Ce qu'il faut retenir

Faits vérifiés
  • Dépôt par carte ou Apple Pay facturé 2,25 % à 4,5 %, et frais d'échange de 0,99 %, soit 4 à 10 fois plus cher que Binance
  • Cashback versé uniquement en jeton BORG, verrouillé, alors que ce jeton a perdu 90 % de sa valeur depuis 2021
  • Blocage d'au moins 30 jours sur les retraits après un dépôt par carte, contre 72 heures chez Kraken
  • Retraits gelés et justificatifs réclamés jusque sur 85 euros, un montant pourtant parfaitement traçable
  • Support de première ligne assuré par une intelligence artificielle, lente et à côté de la plaque en cas d'urgence
  • À sa décharge, SwissBorg est une société régulée (agrément MiCA de l'AMF) : le reproche porte sur ses pratiques commerciales, pas sur la sécurité des fonds
6 faits vérifiés 10 sources mis à jour le 17 juillet à 13:20

SwissBorg, une plateforme bien réelle et régulée

Soyons justes d’emblée, car c’est ce qui rend le reste accablant. SwissBorg n’est pas une arnaque anonyme. Fondée en 2017 à Lausanne par Cyrus Fazel et Anthony Lesoismier, la société revendique environ un million d’utilisateurs et 1,3 milliard de dollars d’actifs sous gestion. Elle est régulée : enregistrée en tant que prestataire de services sur actifs numériques (PSAN) auprès de l’AMF depuis avril 2022, titulaire d’une licence estonienne, et surtout titulaire depuis le 12 mars 2026 d’un agrément MiCA complet délivré par l’AMF française (numéro A2026-011), l’un des cadres réglementaires les plus stricts d’Europe. Elle publie une preuve de réserves via Fireblocks et fait auditer son code par Hacken.

Autrement dit, vos fonds n’y sont pas plus en danger qu’ailleurs, et nous ne prétendons pas le contraire. Le problème est ailleurs : dans le prix, dans les blocages, et dans un mépris assez rare de l’expérience utilisateur. Voici, chiffres à l’appui, pourquoi nous vous conseillons de regarder ailleurs.
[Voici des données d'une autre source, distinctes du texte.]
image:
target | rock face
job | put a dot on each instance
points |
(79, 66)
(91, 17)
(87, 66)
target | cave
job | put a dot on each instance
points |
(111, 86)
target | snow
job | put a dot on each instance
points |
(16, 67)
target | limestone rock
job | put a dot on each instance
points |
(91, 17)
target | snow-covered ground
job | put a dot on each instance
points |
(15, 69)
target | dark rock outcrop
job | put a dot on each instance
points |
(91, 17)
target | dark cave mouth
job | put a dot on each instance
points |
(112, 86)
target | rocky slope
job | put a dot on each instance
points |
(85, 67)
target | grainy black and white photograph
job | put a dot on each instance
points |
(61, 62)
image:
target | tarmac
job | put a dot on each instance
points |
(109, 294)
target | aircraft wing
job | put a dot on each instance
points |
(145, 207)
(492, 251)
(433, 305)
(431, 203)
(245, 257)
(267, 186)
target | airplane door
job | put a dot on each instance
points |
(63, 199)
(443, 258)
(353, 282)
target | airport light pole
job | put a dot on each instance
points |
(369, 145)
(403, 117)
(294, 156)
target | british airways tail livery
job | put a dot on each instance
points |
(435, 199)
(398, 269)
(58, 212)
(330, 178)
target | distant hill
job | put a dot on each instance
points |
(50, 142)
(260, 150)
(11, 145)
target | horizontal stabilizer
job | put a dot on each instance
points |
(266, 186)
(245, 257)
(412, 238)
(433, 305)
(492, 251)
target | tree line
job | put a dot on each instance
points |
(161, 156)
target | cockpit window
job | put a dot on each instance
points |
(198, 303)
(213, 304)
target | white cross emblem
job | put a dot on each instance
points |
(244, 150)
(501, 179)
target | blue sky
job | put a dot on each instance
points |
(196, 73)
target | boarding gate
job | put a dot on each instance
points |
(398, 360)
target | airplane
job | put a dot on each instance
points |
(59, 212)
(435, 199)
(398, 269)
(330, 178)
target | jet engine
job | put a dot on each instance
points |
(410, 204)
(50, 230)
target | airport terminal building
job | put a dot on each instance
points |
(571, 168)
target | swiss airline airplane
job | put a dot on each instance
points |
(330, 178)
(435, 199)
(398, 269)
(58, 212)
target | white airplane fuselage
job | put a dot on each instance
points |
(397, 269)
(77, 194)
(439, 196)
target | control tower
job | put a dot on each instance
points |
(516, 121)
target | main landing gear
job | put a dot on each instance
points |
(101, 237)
Des frais parmi les plus élevés du marché

C’est le premier choc. Le virement SEPA est gratuit, mais dès que vous payez par carte bancaire, Apple Pay ou Google Pay, SwissBorg prélève entre 2,25 % et 4,5 % de frais de dépôt. Sur chaque achat ou vente, les frais d’échange sont plafonnés à 0,99 % depuis septembre 2025 (c’était 1,49 % auparavant). Pour comparaison, Binance ou Bybit facturent autour de 0,10 %. Vous payez donc 4 à 10 fois plus cher pour la même opération.
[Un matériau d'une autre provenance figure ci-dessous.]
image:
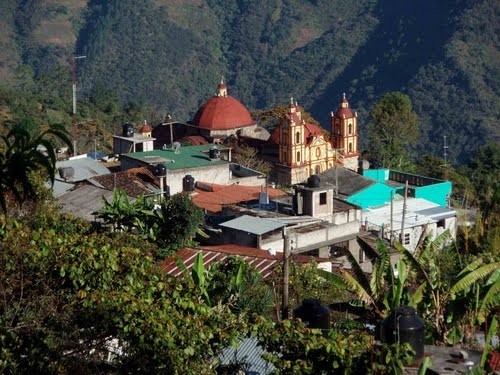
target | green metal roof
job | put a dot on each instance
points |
(187, 157)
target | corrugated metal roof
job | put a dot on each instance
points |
(261, 260)
(249, 352)
(230, 194)
(186, 157)
(84, 200)
(84, 168)
(252, 224)
(418, 212)
(349, 182)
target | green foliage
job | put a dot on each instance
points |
(393, 129)
(295, 349)
(70, 293)
(178, 220)
(21, 157)
(235, 282)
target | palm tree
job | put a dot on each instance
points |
(20, 156)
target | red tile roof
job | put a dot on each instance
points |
(195, 140)
(261, 260)
(230, 194)
(222, 113)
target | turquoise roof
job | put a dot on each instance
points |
(186, 157)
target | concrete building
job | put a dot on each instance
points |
(206, 163)
(431, 189)
(422, 217)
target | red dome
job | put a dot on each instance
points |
(222, 113)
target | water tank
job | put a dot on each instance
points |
(404, 325)
(67, 172)
(214, 153)
(188, 183)
(313, 181)
(313, 314)
(128, 130)
(160, 170)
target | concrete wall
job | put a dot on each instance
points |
(302, 239)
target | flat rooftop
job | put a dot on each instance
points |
(185, 157)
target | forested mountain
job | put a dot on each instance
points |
(170, 54)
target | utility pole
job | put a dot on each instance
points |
(286, 274)
(391, 238)
(336, 172)
(404, 214)
(445, 155)
(75, 132)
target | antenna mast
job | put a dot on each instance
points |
(445, 155)
(74, 101)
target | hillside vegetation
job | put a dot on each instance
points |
(170, 54)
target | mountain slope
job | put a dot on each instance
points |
(171, 54)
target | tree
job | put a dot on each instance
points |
(74, 301)
(27, 150)
(393, 129)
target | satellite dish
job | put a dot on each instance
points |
(176, 146)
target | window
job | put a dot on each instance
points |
(322, 198)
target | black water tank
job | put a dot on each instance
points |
(128, 130)
(160, 170)
(313, 314)
(214, 153)
(188, 183)
(404, 325)
(313, 181)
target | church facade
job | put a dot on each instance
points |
(306, 149)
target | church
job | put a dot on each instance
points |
(300, 149)
(306, 149)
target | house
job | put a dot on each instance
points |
(357, 189)
(87, 197)
(431, 189)
(263, 261)
(207, 163)
(130, 141)
(421, 217)
(212, 198)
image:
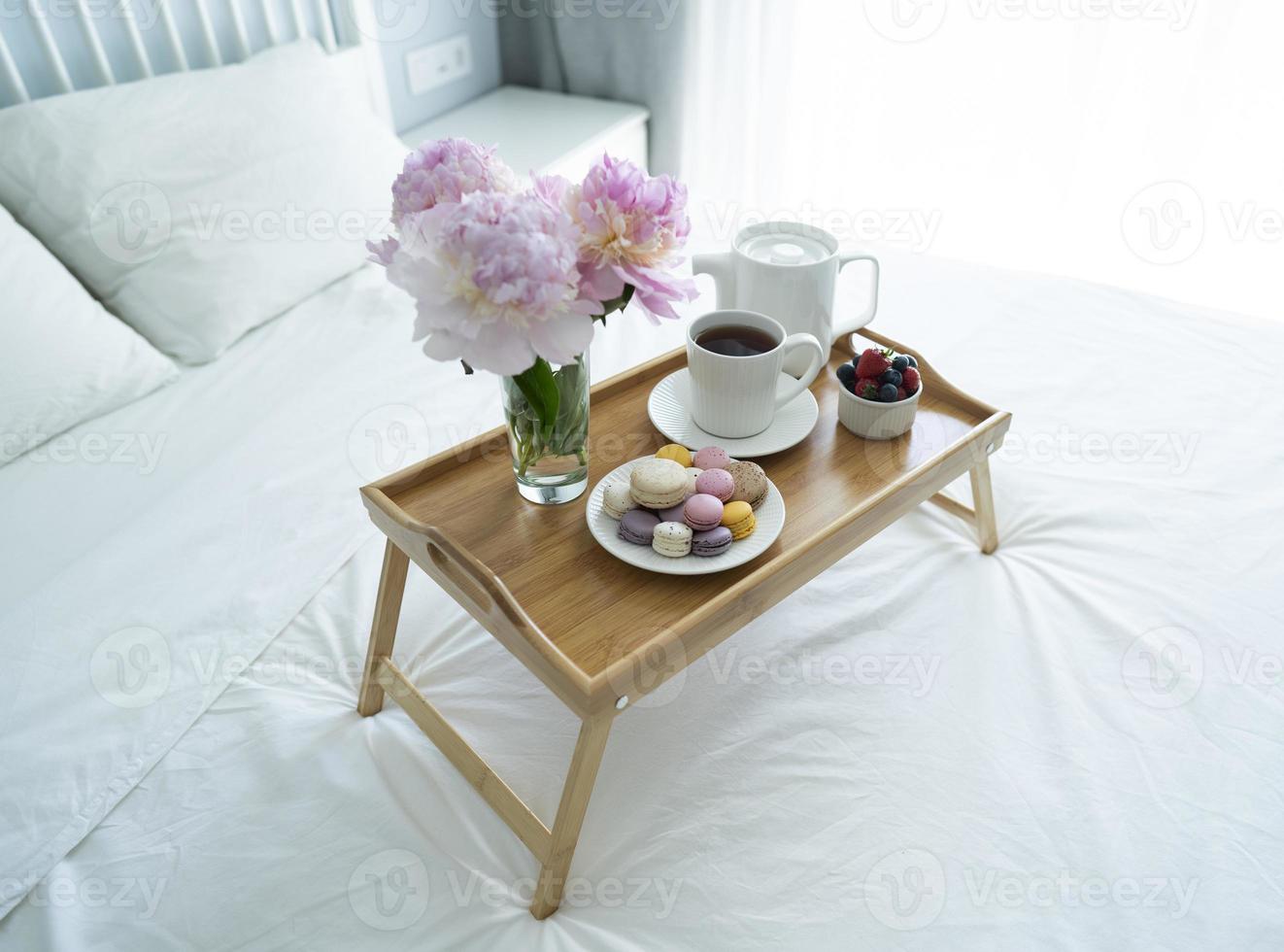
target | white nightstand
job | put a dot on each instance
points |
(546, 132)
Plateforme Dépôt carte / Apple Pay Frais d’échange Blocage après dépôt carte
SwissBorg 2,25 % à 4,5 % 0,99 % 30 jours minimum
Binance ~1,8 % ~0,10 % -
Kraken ~3,75 % (variable) 0,25 % à 0,40 % 72 heures
Coinbase ~3,99 % ~0,60 % à 1,5 % 7 à 14 jours

SwissBorg se défend en affirmant appliquer zéro spread et une transparence totale sur le prix de chaque transaction. C’est en partie vrai, et c’est un bon point. Mais dans les faits, l’écart entre le prix indicatif affiché et le prix d’exécution réel peut gonfler la facture, et de nombreux utilisateurs constatent un coût effectif plus proche de 1,5 à 2 %. Ce chiffre n’est pas prouvable sur un document officiel : nous le présentons comme un ressenti largement partagé, pas comme une donnée maison.

Ce que coûte vraiment un aller-retour de 1 000 euros

Prenons un cas concret : vous déposez 1 000 euros par carte, vous achetez du bitcoin, puis vous le revendez.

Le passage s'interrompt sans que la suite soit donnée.